Selon de nombreux philosophes, cette subjectivité de la connaissance phénoménale est liée à la subjectivité de la compréhension introspective : les concepts phénoménaux par lesquels j’accède introspectivement à mes expériences ne pourraient être maîtrisés par aucun autre sujet. Ils seraient essentiellement privés. On peut cependant envisager une théorie alternative, selon laquelle le caractère subjectif ou privé de la connaissance introspective ne vient pas de celui de concepts phénoménaux, mais plutôt de celui des expériences elles-mêmes. Même si nos concepts phénoménaux étaient objectifs, et pouvaient être partagés par autrui, ils ne pourraient alors capturer les expériences d’autrui. Dans ces conditions il faudrait dire que la subjectivité de l’introspection s’explique par la subjectivité des données ou éléments probants introspectifs plutôt que par celle de la compréhension introspective (cf. Introspection).
Héritée des anciens atomistes et élaborée à l’âge classique par Galilée, Descartes, Locke et bien d’autres, la distinction classique entre qualités premières et qualités secondes est censée séparer :
Il est fort plausible qu’une créature privée de vue, d’odorat, ou de goût ne pourrait pas parfaitement comprendre nos représentations visuelles, olfactives ou gustatives (nous reviendrons sur cette intuition). Pourvu qu’elle ait les capacités épistémiques appropriées, une telle créature pourrait cependant comprendre ce que sont les formes et la taille. Ces dernières qualités, même si elles peuvent être appréhendées de manière visuelle ou tactile, possèdent en effet des descriptions purement algébriques qui semblent ne renvoyer à aucun apparatus sensoriel particulier.
Cela suggère que notre compréhension des qualités premières est plus objective que celle des qualités secondes. Cette conclusion ne devrait pas nous étonner : l’idée que la nature de certaines qualités dépend de leur observateur et de ses particularités sensorielles (et ainsi de sa Position) peut contribuer à expliquer de manière élégante que notre compréhension de ces qualités dépende de notre Position et soit en ce sens subjective. Réciproquement, c’est sans doute parce notre compréhension des qualités secondes est subjective que nous les considérons spontanément comme des qualités qui dépendent de l’observateur.

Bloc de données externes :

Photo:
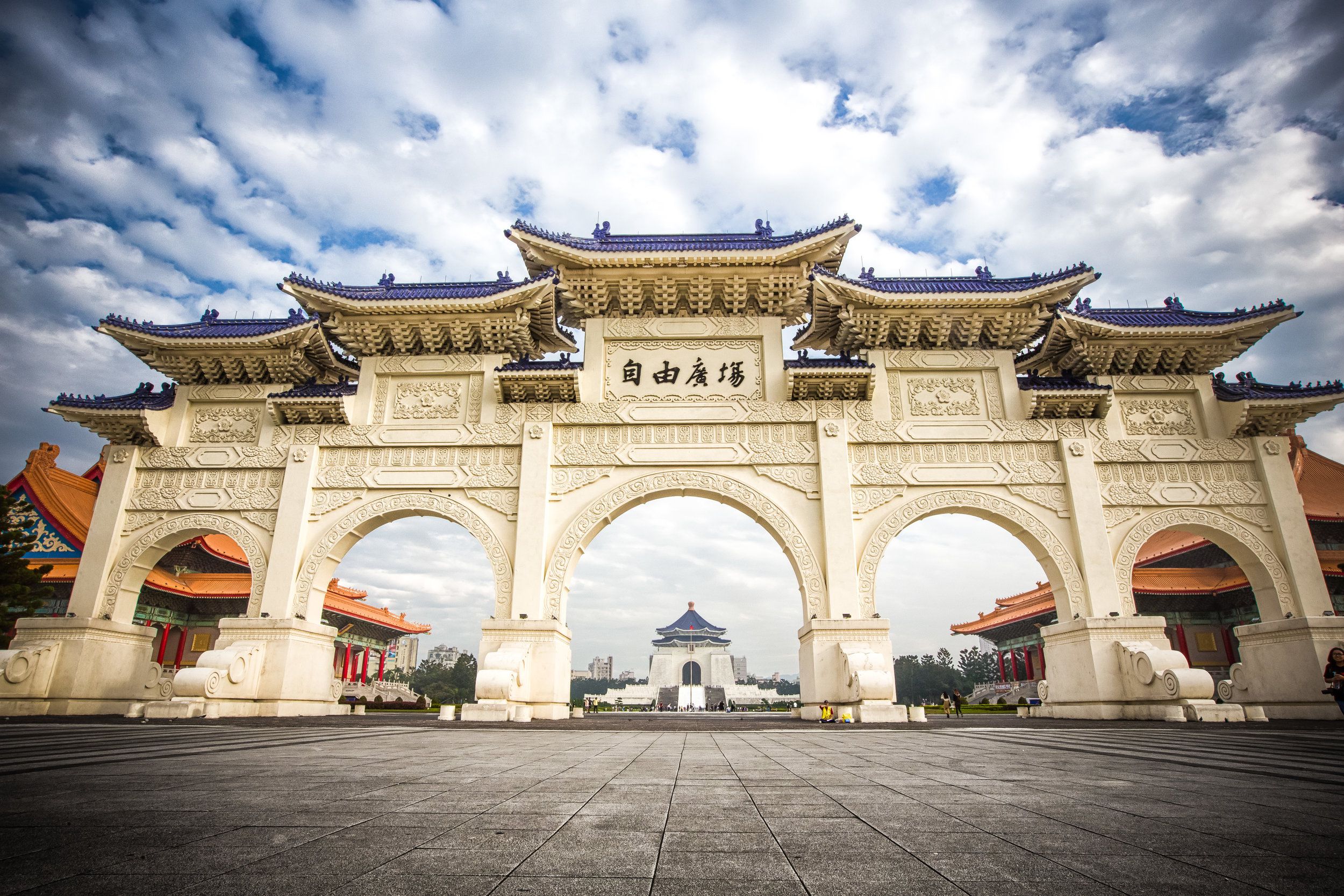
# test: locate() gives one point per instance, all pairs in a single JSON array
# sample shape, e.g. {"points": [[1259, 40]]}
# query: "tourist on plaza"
{"points": [[1335, 676]]}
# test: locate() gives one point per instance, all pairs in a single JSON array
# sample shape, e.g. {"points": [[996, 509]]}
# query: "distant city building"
{"points": [[445, 655]]}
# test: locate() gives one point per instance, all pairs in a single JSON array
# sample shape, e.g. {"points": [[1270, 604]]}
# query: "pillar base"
{"points": [[1281, 668], [1123, 668], [78, 668]]}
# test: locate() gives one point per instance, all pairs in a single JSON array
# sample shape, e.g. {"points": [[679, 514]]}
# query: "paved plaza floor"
{"points": [[601, 806]]}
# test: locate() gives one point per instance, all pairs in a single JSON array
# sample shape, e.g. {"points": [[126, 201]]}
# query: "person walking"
{"points": [[1335, 676]]}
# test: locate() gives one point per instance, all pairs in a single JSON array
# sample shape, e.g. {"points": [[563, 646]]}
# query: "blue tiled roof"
{"points": [[213, 327], [671, 641], [528, 364], [318, 390], [1173, 313], [805, 362], [604, 241], [1248, 388], [691, 622], [982, 283], [143, 399], [389, 289], [1034, 382]]}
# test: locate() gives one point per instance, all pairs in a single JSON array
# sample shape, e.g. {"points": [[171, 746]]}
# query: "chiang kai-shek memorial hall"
{"points": [[1081, 431]]}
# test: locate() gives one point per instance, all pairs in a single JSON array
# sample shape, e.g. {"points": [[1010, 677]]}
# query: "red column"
{"points": [[1181, 641], [182, 647]]}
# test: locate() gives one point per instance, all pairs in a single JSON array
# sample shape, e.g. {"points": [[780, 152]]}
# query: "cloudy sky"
{"points": [[162, 159]]}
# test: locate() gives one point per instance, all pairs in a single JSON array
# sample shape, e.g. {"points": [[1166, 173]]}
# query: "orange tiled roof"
{"points": [[63, 499]]}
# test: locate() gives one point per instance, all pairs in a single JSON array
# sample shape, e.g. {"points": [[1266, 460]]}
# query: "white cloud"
{"points": [[187, 155]]}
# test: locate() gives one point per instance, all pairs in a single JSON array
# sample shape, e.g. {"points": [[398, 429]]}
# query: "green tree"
{"points": [[22, 590]]}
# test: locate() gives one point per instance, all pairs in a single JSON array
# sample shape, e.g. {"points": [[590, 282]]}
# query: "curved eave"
{"points": [[826, 248], [845, 291]]}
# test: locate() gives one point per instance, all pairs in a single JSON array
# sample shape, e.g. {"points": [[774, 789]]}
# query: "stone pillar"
{"points": [[287, 547], [838, 520]]}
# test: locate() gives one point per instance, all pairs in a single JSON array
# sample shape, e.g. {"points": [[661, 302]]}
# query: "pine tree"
{"points": [[22, 590]]}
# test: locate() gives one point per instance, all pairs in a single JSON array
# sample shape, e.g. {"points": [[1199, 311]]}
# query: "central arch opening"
{"points": [[967, 599], [628, 607]]}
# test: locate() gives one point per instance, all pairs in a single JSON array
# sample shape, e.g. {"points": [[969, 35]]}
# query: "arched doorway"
{"points": [[631, 596]]}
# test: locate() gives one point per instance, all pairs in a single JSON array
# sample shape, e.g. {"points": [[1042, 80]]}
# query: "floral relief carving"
{"points": [[864, 499], [398, 504], [796, 476], [434, 401], [568, 478], [1176, 518], [1047, 496], [1157, 417], [221, 425], [968, 500], [191, 521], [328, 500], [944, 397], [714, 485], [501, 500]]}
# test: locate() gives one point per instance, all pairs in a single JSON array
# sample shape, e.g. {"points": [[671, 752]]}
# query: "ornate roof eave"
{"points": [[847, 313], [824, 246], [117, 426], [369, 326], [1085, 346], [278, 356]]}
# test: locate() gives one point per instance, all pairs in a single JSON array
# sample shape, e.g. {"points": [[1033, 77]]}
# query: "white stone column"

On pourrait montrer de manière analogue que notre connaissance des qualités secondes, et nos éléments de preuve les concernant semblent subjectifs.

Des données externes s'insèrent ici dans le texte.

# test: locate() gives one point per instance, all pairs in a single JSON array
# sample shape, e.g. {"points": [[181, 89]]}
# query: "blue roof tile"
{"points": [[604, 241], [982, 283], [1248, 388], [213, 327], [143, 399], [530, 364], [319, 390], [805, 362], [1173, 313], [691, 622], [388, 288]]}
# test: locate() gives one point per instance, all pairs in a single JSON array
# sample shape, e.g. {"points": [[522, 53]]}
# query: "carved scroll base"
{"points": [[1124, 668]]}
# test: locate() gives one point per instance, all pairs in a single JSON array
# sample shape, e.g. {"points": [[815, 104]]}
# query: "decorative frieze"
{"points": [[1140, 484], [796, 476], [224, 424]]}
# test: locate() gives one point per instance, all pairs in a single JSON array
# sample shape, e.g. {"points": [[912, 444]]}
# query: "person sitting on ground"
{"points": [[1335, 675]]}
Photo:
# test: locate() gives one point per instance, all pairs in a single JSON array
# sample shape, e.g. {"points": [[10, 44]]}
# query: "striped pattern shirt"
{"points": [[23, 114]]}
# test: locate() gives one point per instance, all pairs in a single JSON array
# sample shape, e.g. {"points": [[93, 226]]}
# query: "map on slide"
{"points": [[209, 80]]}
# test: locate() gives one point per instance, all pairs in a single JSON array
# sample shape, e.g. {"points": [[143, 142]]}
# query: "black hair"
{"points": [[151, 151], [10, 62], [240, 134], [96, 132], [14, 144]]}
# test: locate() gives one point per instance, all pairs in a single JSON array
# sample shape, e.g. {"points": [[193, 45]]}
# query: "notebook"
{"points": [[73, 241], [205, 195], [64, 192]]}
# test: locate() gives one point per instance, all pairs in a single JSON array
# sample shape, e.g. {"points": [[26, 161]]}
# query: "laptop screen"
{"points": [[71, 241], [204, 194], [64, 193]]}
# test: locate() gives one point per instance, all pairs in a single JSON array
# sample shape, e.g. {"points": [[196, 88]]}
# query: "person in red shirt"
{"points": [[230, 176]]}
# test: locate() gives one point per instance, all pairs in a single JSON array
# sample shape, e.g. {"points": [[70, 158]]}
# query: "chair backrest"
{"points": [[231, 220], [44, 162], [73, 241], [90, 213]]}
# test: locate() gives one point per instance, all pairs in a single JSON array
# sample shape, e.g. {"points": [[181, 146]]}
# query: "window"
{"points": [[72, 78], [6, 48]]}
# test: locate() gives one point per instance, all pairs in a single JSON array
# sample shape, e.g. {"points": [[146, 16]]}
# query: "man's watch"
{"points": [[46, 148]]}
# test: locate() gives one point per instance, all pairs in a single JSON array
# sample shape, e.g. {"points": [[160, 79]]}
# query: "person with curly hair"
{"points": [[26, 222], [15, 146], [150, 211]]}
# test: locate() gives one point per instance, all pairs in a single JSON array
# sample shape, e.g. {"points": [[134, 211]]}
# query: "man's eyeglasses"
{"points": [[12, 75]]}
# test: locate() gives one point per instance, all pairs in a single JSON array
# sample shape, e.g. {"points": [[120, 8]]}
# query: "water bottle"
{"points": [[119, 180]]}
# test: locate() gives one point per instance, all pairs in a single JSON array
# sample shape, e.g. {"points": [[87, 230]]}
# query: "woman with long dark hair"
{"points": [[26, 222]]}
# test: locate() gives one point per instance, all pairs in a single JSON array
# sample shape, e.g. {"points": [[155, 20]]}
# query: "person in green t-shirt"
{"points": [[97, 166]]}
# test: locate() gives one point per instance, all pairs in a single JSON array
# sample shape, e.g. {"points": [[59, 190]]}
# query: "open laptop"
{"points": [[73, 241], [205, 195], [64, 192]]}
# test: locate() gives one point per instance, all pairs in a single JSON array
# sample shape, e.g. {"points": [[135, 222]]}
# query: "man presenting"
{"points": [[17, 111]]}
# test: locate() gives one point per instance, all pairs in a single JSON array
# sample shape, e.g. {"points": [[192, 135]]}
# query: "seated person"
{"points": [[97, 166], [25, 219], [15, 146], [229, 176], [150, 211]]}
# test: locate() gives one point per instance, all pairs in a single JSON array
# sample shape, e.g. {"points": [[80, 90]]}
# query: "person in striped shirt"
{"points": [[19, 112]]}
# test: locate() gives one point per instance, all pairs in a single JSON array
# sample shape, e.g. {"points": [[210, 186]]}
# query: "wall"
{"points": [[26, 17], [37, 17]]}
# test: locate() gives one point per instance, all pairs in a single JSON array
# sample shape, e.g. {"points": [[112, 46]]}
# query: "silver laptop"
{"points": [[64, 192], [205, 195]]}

Les représentations exprimées par « A.B. mange une pomme » ou « les lions sont des animaux » sont publiques : elles peuvent être pensées, semble-t-il, par tout adulte bien portant. A contrario, la représentation que j’exprime par « je mange une pomme » semble privée. Certes, la représentation ‘je’ réfère à AB, mais dans la mesure où je pourrais (par exemple si je suis amnésique) ignorer qu’A.B. mange une pomme tout en sachant pertinemment que je mange une pomme, il semble que ces représentations doivent être distinguées (j’utilise des guillemets simples pour désigner représentations). Des considérations de ce type suggèrent que ‘je’ et les représentations qui la contiennent sont essentiellement privées, c’est-à-dire qu’elles ne peuvent être pensées que par leur sujet. Cette thèse, qui implique que ‘je’ est plus subjective que ‘A.B.’, peut être attribuée à Frege (mais cf. les réserves de May (2006, 503)) :
Chacun est donné à soi-même d’une manière particulière et originelle, comme il n’est donné à personne d’autre. Si le Dr Lauben pense qu’il a été blessé, il s’appuiera vraisemblablement sur la manière originelle dont il est donné à lui-même. Et seul le Dr Lauben peut saisir la pensée ainsi déterminée (Frege 1994, 180).

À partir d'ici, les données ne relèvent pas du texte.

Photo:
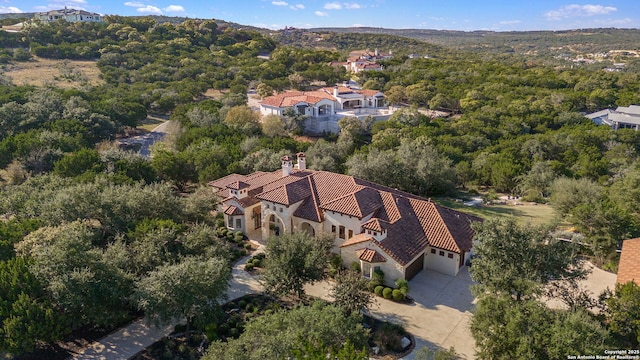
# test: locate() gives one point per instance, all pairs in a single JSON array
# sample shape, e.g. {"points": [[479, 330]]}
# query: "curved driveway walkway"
{"points": [[130, 340]]}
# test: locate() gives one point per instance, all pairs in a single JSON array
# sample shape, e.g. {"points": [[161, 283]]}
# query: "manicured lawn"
{"points": [[533, 214]]}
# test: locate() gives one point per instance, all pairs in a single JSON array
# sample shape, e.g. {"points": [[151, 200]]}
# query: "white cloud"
{"points": [[149, 10], [333, 6], [575, 10], [9, 9], [69, 2], [174, 8]]}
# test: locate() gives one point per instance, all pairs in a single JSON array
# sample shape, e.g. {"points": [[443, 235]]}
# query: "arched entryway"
{"points": [[306, 227], [276, 227]]}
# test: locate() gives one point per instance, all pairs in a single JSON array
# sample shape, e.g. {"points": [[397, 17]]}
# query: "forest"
{"points": [[89, 231]]}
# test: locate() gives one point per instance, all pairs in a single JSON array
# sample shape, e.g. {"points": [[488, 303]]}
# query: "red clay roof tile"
{"points": [[370, 255], [629, 266]]}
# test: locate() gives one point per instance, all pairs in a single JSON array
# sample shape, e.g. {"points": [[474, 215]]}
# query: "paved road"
{"points": [[128, 341], [148, 139]]}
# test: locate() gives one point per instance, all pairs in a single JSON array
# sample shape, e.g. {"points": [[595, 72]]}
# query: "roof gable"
{"points": [[629, 267]]}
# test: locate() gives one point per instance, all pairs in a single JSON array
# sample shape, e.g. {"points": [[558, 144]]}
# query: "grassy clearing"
{"points": [[65, 74], [525, 214]]}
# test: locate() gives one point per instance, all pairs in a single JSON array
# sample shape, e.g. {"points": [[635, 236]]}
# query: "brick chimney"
{"points": [[301, 165], [287, 165]]}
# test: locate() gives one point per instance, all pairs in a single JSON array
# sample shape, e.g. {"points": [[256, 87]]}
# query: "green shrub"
{"points": [[378, 275], [397, 295], [223, 330], [211, 331], [372, 285], [336, 262], [387, 293], [388, 337], [403, 286]]}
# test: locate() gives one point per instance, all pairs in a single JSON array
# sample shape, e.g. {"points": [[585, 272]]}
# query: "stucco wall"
{"points": [[392, 270], [442, 264]]}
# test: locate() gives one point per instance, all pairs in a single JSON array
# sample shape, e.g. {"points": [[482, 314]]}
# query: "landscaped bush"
{"points": [[387, 293], [388, 337], [355, 266], [378, 275], [397, 295], [403, 286], [372, 285]]}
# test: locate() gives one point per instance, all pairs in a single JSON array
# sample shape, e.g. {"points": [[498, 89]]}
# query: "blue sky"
{"points": [[498, 15]]}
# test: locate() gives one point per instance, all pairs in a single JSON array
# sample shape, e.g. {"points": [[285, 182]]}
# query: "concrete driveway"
{"points": [[439, 316]]}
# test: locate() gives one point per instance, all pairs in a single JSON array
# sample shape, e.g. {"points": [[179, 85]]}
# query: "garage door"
{"points": [[414, 267]]}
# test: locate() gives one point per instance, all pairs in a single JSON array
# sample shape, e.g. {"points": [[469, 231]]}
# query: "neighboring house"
{"points": [[324, 102], [624, 117], [361, 60], [373, 225], [629, 267], [70, 15]]}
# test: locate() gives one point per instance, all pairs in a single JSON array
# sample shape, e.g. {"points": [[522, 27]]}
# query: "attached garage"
{"points": [[442, 261], [412, 269]]}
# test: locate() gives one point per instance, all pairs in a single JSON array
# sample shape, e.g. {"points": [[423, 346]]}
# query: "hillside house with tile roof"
{"points": [[629, 266], [373, 225], [324, 102], [70, 15], [623, 117]]}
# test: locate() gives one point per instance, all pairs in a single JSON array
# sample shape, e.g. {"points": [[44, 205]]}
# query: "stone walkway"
{"points": [[130, 340]]}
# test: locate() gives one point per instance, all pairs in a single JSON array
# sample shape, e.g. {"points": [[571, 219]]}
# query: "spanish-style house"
{"points": [[629, 266], [373, 225], [70, 15], [624, 117], [323, 102], [361, 60]]}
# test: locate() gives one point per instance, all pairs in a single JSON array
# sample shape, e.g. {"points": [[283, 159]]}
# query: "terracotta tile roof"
{"points": [[310, 209], [357, 239], [376, 224], [629, 267], [288, 193], [291, 98], [238, 185], [232, 210], [359, 204], [412, 223], [370, 255], [369, 92]]}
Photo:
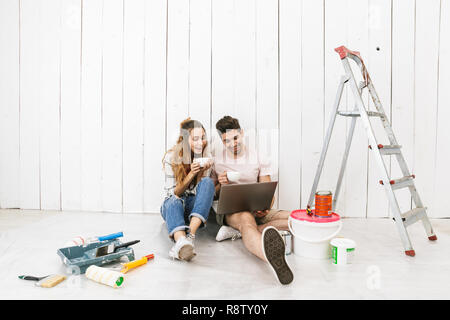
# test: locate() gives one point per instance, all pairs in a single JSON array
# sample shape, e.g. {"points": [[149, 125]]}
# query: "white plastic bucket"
{"points": [[312, 239], [342, 251]]}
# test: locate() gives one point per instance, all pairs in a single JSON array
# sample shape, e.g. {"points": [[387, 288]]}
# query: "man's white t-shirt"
{"points": [[249, 164]]}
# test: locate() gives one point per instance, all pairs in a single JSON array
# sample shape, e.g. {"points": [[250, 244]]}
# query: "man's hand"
{"points": [[223, 178], [261, 213]]}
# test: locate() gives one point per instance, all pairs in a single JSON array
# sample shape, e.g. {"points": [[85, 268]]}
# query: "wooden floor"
{"points": [[29, 241]]}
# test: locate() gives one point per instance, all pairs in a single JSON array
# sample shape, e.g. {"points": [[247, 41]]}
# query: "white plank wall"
{"points": [[92, 93]]}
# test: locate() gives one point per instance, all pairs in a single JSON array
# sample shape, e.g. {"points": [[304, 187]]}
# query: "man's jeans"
{"points": [[177, 211]]}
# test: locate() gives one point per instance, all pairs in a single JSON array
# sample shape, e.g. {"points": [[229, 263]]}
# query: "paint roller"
{"points": [[79, 240], [136, 263], [114, 278]]}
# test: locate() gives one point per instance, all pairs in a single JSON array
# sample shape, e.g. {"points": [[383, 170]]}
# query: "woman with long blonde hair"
{"points": [[189, 188]]}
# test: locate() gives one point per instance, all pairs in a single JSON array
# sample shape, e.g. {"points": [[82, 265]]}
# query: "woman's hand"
{"points": [[261, 213], [223, 178], [195, 168]]}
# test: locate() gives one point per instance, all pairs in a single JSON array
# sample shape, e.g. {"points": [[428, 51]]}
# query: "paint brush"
{"points": [[47, 281]]}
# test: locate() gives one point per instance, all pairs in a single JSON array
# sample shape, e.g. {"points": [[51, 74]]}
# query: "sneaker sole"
{"points": [[186, 253], [274, 251]]}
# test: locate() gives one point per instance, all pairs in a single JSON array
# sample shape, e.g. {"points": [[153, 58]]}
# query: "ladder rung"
{"points": [[412, 216], [388, 149], [357, 114], [401, 183]]}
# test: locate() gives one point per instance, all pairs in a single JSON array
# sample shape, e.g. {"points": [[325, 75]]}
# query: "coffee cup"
{"points": [[233, 176], [201, 161]]}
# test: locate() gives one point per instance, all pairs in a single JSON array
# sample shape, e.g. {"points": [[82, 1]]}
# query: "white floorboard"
{"points": [[29, 240]]}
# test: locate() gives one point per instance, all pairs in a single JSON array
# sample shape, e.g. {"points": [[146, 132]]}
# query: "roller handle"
{"points": [[111, 236], [126, 244], [136, 263]]}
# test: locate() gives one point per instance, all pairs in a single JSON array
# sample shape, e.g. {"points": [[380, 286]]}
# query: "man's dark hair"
{"points": [[227, 123]]}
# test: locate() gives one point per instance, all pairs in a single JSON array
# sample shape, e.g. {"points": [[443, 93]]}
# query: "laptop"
{"points": [[246, 197]]}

Elle est très répandue dans la littérature contemporaine (Evans (1985), Kim (2004, 148-9), Chalmers (2011), Billon and Guillot (2014); cf. cependant les discussions de Bermúdez (2005), Morgan (2009, 76-85) et François Recanati (2012, VIII)). Cette thèse, notons-le, peut être acceptée même par des philosophes, comme les néo-russelliens Perry (1977) and Kaplan (1989), qui nient que le caractère privé du contenu de la représentation ‘je’, pour peu qu’ils admettent que le type d’une représentation n’est pas exclusivement déterminé par son contenu.
Enfin, si comme il le semble nous possédons des représentations démonstratives fondées sur la perception, comme ‘cette couleur’ ou ‘cette chaise’ il est plausible que ces représentations seront solidaires de la région spatiotemporelle où elles ont été formées ou à tout le moins de leur voisinage immédiat (McDowell 1994) et qu’elles seront plus subjectives que l’équivalent mental des noms propres désignant les mêmes objets.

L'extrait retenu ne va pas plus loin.